Description:
In a 5 nodes cluster, and all set group_replication_start_on_boot=ON. When all nodes shutdown, and restart and the same time, then in each node, execute `STOP GROUP_REPLICATION` statement will block long time.
If persist group_replication_start_on_boot, when restart, it will invoke `plugin_group_replication_start` internal, then it will hold the lv.plugin_running_mutex lock, this is why `stop group_repliation` blocked.
How to repeat:
1. first, use mysqld_safe to start 5 mysql server
./bin/mysqld --defaults-file=my13000.cnf --user=mysql --initialize-insecure
./bin/mysqld --defaults-file=my13001.cnf --user=mysql --initialize-insecure
./bin/mysqld --defaults-file=my13002.cnf --user=mysql --initialize-insecure
./bin/mysqld --defaults-file=my13003.cnf --user=mysql --initialize-insecure
./bin/mysqld --defaults-file=my13004.cnf --user=mysql --initialize-insecure
./bin/mysqld_safe --defaults-file=my13000.cnf --user=mysql &
./bin/mysqld_safe --defaults-file=my13001.cnf --user=mysql &
./bin/mysqld_safe --defaults-file=my13002.cnf --user=mysql &
./bin/mysqld_safe --defaults-file=my13003.cnf --user=mysql &
./bin/mysqld_safe --defaults-file=my13004.cnf --user=mysql &
2. build 5 nodes cluster into group_replication cluster, then, in each node, `set persist group_replication_start_on_boot=on`
connect 13000-13004:
mysql> install plugin group_replication soname 'group_replication.so'; Query OK, 0 rows affected (0.01 sec)
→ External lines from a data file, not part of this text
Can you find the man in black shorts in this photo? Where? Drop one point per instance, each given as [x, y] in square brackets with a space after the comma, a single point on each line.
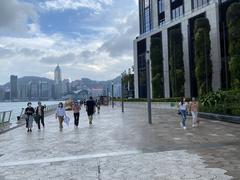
[90, 108]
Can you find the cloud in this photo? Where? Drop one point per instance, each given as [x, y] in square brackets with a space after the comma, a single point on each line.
[15, 16]
[63, 59]
[101, 55]
[121, 43]
[95, 5]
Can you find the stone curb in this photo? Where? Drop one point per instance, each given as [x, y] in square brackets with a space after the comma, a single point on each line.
[220, 117]
[20, 124]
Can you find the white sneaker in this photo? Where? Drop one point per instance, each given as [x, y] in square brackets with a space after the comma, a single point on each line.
[181, 124]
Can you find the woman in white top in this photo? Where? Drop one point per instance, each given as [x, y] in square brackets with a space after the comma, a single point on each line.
[60, 113]
[183, 110]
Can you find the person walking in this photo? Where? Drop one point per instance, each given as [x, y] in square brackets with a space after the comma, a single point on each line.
[29, 111]
[90, 108]
[40, 115]
[98, 104]
[76, 113]
[183, 111]
[193, 108]
[60, 113]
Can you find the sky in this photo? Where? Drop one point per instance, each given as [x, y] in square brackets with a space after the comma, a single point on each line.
[87, 38]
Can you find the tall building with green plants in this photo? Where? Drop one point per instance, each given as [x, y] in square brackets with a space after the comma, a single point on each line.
[189, 45]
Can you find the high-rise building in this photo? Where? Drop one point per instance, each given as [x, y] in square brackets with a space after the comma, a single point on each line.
[57, 75]
[66, 86]
[157, 19]
[58, 82]
[44, 90]
[13, 87]
[1, 94]
[34, 90]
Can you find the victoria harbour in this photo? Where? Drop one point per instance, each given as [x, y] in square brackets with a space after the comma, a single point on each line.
[119, 90]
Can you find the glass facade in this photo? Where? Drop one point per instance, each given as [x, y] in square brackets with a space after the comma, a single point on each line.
[177, 8]
[199, 3]
[142, 81]
[161, 12]
[147, 16]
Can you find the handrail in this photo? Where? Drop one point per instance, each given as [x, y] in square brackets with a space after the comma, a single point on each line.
[5, 116]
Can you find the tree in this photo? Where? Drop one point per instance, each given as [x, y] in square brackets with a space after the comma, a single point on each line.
[233, 24]
[176, 65]
[203, 69]
[157, 67]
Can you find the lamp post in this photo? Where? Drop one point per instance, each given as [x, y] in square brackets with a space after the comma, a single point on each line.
[148, 88]
[112, 96]
[122, 84]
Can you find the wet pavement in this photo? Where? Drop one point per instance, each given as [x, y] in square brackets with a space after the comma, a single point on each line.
[123, 146]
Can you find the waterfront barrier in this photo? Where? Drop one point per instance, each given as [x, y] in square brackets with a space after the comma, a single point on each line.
[5, 117]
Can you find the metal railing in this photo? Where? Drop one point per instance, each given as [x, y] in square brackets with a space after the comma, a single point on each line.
[5, 117]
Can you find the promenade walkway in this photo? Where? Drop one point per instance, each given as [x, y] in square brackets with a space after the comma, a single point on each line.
[122, 146]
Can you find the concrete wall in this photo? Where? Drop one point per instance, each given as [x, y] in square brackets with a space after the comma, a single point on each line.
[184, 28]
[148, 43]
[136, 89]
[165, 63]
[213, 17]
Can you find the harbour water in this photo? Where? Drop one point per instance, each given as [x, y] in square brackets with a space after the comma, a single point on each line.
[16, 107]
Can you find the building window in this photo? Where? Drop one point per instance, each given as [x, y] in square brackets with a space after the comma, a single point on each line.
[199, 3]
[161, 7]
[177, 8]
[161, 12]
[177, 12]
[147, 16]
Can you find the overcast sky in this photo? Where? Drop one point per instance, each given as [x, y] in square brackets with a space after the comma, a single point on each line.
[88, 38]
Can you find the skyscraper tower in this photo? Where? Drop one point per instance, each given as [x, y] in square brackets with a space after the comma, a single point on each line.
[13, 87]
[58, 82]
[57, 75]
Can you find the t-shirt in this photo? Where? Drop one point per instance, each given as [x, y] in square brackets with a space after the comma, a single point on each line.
[90, 105]
[29, 111]
[183, 106]
[60, 112]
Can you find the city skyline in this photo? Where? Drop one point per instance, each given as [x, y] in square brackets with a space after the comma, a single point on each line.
[93, 38]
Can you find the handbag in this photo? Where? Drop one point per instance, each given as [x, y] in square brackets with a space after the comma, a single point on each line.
[36, 118]
[66, 120]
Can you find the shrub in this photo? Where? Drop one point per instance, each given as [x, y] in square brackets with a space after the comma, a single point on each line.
[233, 24]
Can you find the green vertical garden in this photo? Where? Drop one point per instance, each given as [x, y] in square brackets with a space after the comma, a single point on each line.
[176, 65]
[203, 63]
[157, 67]
[233, 24]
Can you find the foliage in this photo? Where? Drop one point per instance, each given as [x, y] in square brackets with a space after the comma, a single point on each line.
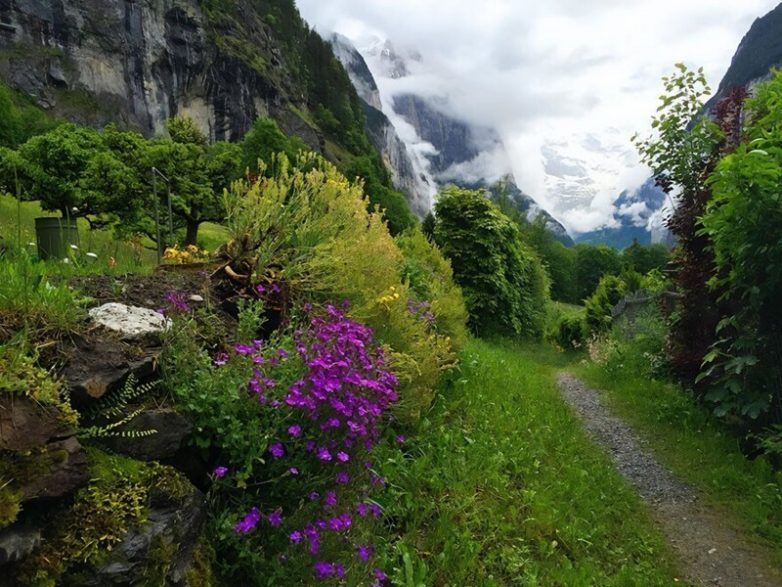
[20, 118]
[376, 186]
[113, 411]
[499, 486]
[570, 333]
[310, 228]
[643, 259]
[29, 299]
[592, 264]
[430, 277]
[316, 398]
[681, 155]
[742, 223]
[20, 374]
[264, 140]
[116, 501]
[600, 304]
[504, 284]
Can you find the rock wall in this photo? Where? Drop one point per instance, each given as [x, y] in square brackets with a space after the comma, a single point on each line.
[141, 62]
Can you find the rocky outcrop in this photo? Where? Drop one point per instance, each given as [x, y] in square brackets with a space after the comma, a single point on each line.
[98, 365]
[139, 63]
[169, 434]
[382, 132]
[131, 323]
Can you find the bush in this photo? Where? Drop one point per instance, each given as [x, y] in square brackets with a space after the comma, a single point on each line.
[600, 304]
[430, 278]
[570, 333]
[310, 227]
[504, 284]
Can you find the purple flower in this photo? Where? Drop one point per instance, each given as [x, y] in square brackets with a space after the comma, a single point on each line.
[178, 300]
[249, 522]
[364, 552]
[275, 518]
[323, 570]
[277, 450]
[380, 575]
[243, 349]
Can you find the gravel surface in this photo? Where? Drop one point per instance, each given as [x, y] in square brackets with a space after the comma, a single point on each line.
[711, 551]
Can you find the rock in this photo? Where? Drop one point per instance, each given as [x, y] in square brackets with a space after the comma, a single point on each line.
[64, 467]
[17, 542]
[131, 322]
[100, 365]
[26, 425]
[170, 535]
[171, 431]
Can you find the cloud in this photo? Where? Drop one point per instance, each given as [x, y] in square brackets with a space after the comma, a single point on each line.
[580, 77]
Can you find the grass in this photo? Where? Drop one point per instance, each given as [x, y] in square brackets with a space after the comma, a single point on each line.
[17, 226]
[696, 447]
[500, 486]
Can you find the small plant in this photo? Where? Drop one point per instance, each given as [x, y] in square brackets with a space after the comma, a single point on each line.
[114, 412]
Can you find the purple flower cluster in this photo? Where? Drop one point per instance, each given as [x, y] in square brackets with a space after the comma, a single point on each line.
[338, 408]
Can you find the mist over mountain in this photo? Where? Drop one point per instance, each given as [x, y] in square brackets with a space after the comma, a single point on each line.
[440, 148]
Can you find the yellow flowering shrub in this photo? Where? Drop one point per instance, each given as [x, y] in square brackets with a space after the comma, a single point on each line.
[313, 228]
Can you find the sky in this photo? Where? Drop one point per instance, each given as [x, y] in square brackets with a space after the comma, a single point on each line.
[565, 82]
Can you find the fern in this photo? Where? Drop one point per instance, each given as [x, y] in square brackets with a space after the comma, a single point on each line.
[115, 406]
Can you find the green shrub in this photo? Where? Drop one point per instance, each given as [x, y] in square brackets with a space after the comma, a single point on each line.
[570, 333]
[310, 227]
[430, 277]
[504, 284]
[600, 304]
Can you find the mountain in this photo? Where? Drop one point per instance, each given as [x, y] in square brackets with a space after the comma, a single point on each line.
[638, 217]
[398, 160]
[759, 51]
[445, 149]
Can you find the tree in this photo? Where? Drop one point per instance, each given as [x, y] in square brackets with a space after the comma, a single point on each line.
[642, 259]
[682, 153]
[504, 284]
[742, 222]
[592, 263]
[71, 170]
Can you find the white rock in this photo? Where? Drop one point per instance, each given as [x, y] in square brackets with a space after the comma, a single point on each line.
[131, 322]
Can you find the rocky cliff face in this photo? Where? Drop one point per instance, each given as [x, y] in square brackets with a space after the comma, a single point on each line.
[141, 62]
[760, 51]
[381, 131]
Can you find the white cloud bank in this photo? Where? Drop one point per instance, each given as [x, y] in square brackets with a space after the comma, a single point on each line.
[574, 79]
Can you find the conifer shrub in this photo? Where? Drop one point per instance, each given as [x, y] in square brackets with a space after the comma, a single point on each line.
[309, 227]
[505, 286]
mysql> CHANGE MASTER TO MASTER_USER="root", MASTER_PASSWORD="" FOR CHANNEL "group_replication_recovery";
Query OK, 0 rows affected, 1 warning (0.03 sec)
mysql> reset master;
Query OK, 0 rows affected (0.05 sec)
// only in 13000
mysql> SET GLOBAL group_replication_bootstrap_group=ON;
Query OK, 0 rows affected (0.00 sec)
mysql> start group_replication; Query OK, 0 rows affected (33.75 sec)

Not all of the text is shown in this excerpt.